Cluster Placement Groups

  • Packs instances close together within only 1 Availability Zone.

    • This means it has not got very high availability as all the instances are in one AZ.

  • This strategy enables workloads to achieve the low-latency network performance necessary for tightly-coupled node-to-node communication that is typical of HPC applications.

  • AWS recommends to:

    • Launch all instances at the same time.

    • Use the same instance type for all instances in the placement group.

  • Instances within a cluster placement group can use up to 10 Gbps for single-flow traffic.

    • Instances that are not within a cluster placement group can use up to 5 Gbps for single-flow traffic.

Spread Placement Groups

  • This strategy strictly places a small group of instances across distinct underlying hardware to reduce correlated failures.

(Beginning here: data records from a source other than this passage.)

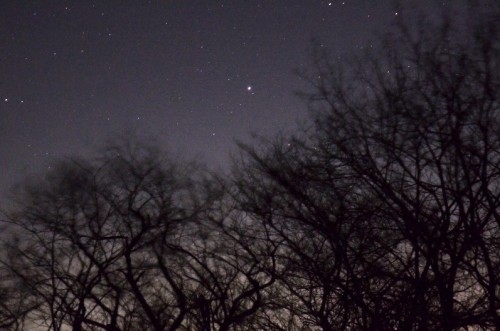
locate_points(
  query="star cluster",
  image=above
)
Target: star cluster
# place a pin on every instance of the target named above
(196, 74)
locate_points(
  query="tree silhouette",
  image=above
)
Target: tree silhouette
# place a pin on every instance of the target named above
(126, 241)
(384, 214)
(387, 209)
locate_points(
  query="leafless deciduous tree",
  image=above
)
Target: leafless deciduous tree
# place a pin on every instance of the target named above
(387, 209)
(129, 241)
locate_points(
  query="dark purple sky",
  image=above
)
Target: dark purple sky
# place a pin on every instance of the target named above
(196, 74)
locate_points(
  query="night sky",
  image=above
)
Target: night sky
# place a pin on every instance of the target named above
(195, 74)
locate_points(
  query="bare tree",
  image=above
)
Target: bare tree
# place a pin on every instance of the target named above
(387, 209)
(131, 241)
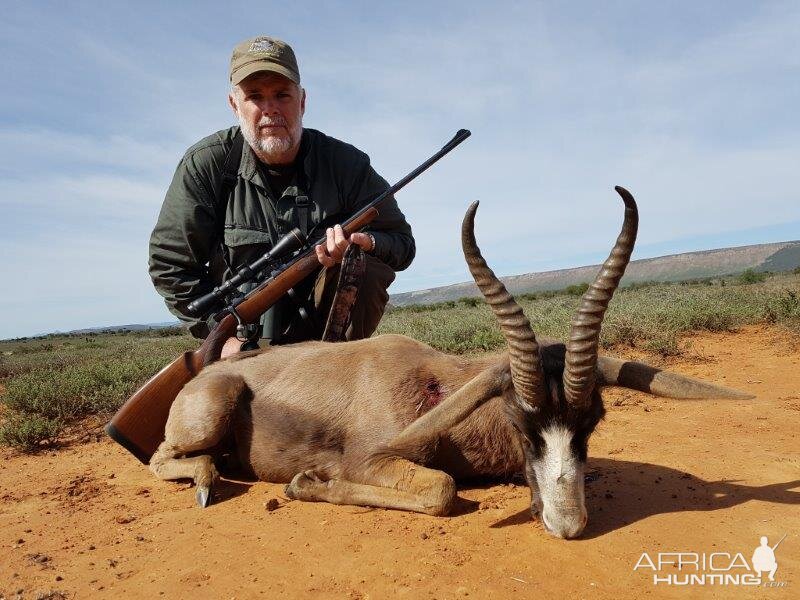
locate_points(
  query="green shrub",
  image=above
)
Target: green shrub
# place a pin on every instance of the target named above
(29, 432)
(579, 289)
(750, 276)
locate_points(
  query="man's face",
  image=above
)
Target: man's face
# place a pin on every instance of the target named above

  • Recommended for applications that have a small number of critical instances that should be kept separate from each other.

  • Launching instances in a spread placement group reduces the risk of simultaneous failures that might occur when instances share the same racks.

  • Can span multiple Availability Zones in the same Region.

  • You can only have a maximum of 7 running instances per Availability Zone per placement group.

Partition Placement Groups

  • This spreads your instances across logical partitions such that groups of instances in one partition do not share the underlying hardware with groups of instances in different partitions.

  • It is typically used by large distributed and replicated workloads, such as Hadoop, Cassandra, and Kafka.

  • Help reduce the likelihood of correlated hardware failures for your application.

  • EC2 divides each group into logical segments called partitions.

    • EC2 ensures that each partition within a placement group has its own set of racks.

    • No two partitions within a placement group share the same racks.

  • You can launch instances into a specific partition to have more control.

  • You can have partitions in multiple Availability Zones in the same Region.

  • You can only have a maximum of 7 partitions per Availability Zone.

    • However, you can have 100s of EC2 Instances in the placement group.

Spread vs Placement Groups

  • Spread Placement Groups:

    • Have individual instances all on separate hardware.

    • Recommended for applications that have a small number of critical instances that should be kept separate from each other.

  • Partition Placement Groups:

    • Described as large groups of instances where each group is placed on separate hardware.

    • Each partition comprises multiple instances.

    • The instances in a partition do not share racks with the instances in the other partitions, allowing you to contain the impact of a single hardware failure to only the associated partition.